/ / Zinnen bedenken met de woorden 'goed' en 'kwaad'

We komen met een voorstel met de woorden "goed" en "kwaad"

Gelukkig, vriendelijkheid, dingen, bezittingen, eigendom, haat, wreedheid, immoraliteit, nee, nee, ik ben het ermee eens, oké, goed, kwaad ... Wat hebben deze verschillende woorden gemeen?

Synoniemen en antoniemen

In elke taal zijn er homoniemen en homofonen,synoniemen en antoniemen. Kennis van synoniemen helpt om spraak kleurrijker, bloemiger en rijker te maken, terwijl antoniemen helpen om de betekenis van het eerste beter te begrijpen en hun betekenis te verduisteren. Dit is belangrijk om te weten bij het overwegen van de combinatie die in het artikel wordt voorgesteld.

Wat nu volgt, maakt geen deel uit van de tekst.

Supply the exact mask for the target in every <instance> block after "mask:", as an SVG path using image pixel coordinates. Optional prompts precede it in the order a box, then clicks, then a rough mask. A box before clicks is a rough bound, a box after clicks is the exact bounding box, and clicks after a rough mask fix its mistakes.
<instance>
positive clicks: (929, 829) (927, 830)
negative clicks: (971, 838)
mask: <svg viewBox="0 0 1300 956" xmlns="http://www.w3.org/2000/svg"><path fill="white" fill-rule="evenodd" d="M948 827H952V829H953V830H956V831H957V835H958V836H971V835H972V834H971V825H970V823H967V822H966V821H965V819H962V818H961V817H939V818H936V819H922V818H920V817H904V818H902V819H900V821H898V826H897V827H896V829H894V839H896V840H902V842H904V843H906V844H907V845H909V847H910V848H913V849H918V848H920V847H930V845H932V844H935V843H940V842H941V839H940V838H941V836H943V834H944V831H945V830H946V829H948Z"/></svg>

een zin met de woorden van goed

Synoniemen zijn woorden die dicht bij elkaar staanbetekenis, maar verschillend in klank en spelling, antoniemen zijn een term die verwijst naar woorden met een tegengestelde betekenis. Gewoonlijk verwijzen synoniemen en antoniemen naar hetzelfde woorddeel.

  • Goed en goed zijn een paar synoniemen die een abstracte reeks positieve morele waarden of karaktereigenschappen betekenen. Verzin tien zinnen met de woorden 'goed' en 'goed'.
  • Scarb, dingen, bezittingen, rotzooi - rijkdom, eigendom. Ik heb je bestwil nergens voor nodig, ga gewoon zo snel mogelijk weg!
  • Oké, oké, oké - bevestigende deeltjes. Help me alstublieft minstens één zin te maken met het woord "goed". - Oke.
  • Goed en kwaad zijn zelfstandige naamwoorden met een tegengestelde betekenis. Het goede moet zichzelf verdedigen, zodat het kwaad niet zegeviert.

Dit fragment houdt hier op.